Businessman James Nderitu Thuita is linked to companies; Active Electrons Africa limited, First Supplies and Ameritrade limited.
This has now forced Assets Recovery Agency (ARA) to seek an order for funds to be transferred to its account at KCB, Kenyatta International Convention Centre(KICC) branch.
“There is imminent danger the respondents shall dispose, transfer and dissipate the said funds as there are no court orders currently preserving the funds in issue,” said ARA in the application before High Court Judge James Wakiaga.
Thuita is said to have received Sh1.1 billion from NYS between March and October 2017 for goods and services that he did not deliver, yet the money flowed into his 10 bank accounts.
In his defence, Thuita told the court that his business involves transferring money from one entity to another.
Questioned further, he argued that he runs a wide range of businesses.
Thuita produced two payment entries from the Lands ministry to his accounts, one for Sh24 million, the other for Sh36 million, to prove that he has been doing business with a number of government entities outside of the NYS.
The explanation, however, failed to convince Justice Mumbi Ngugi, who allowed ARA to go after the suspect’s wealth.
According to Justice Ngugi, Thuita failed to show what he supplied to the NYS for the money he received.
“In my view, the respondents needed to go beyond the allegation that they have wide-ranging businesses and show how these businesses translated to the credits of millions from the State Department of Public Service and Youth under which the National Youth Service falls,” ruled Ngugi.
Lawyer Peter Ngumi for ARA told the court that Thuita’s hand in the NYS cookie jar was traced through five companies: Flagstone Merchants Ltd, Firstling Supplies Ltd, Excella Supplies Ltd, Flagstone Co Ltd, and Interscope Tech and Services.
It is through these companies – one of which Thuita co-owned with his estranged wife Yvonne Wanjiku, and another with Betty Wajewa, who according to court records is the suspect’s wife – that the NYS loot came in, was distributed and the bigger chunk of it vanished.
By the time ARA was combing through Thuita’s accounts in 2018, only Sh41 million was left across two bank accounts.
“Upon analysing the bank statements and documents concerning the accounts of the respondents, it emerged that they received funds fraudulently from the NYS and associates, split in several transactions,” the court heard.
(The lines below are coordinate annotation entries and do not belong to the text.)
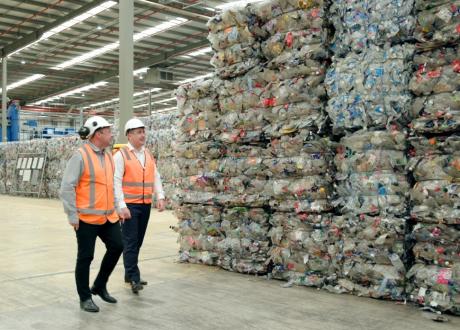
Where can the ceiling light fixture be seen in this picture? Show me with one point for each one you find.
(194, 78)
(23, 81)
(71, 92)
(80, 18)
(138, 36)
“The money received from NYS and associates through their business entities and personal accounts was further intra-transferred into accounts owned by their family members and associates,” Ngumi told the court.
Some of the stolen money, the court heard, ended up as tax paid to the Kenya Revenue Authority (KRA).
The court was told that the taxman may have earned Sh1 million from the loot, which can neither be frozen nor recovered.
The court further heard that Thuita received Sh195 million from NYS on March 21, 2017.
However, the court concluded that the money that landed in his accounts in the first payment was higher, with Ngugi noting that the actual amount was Sh235 million.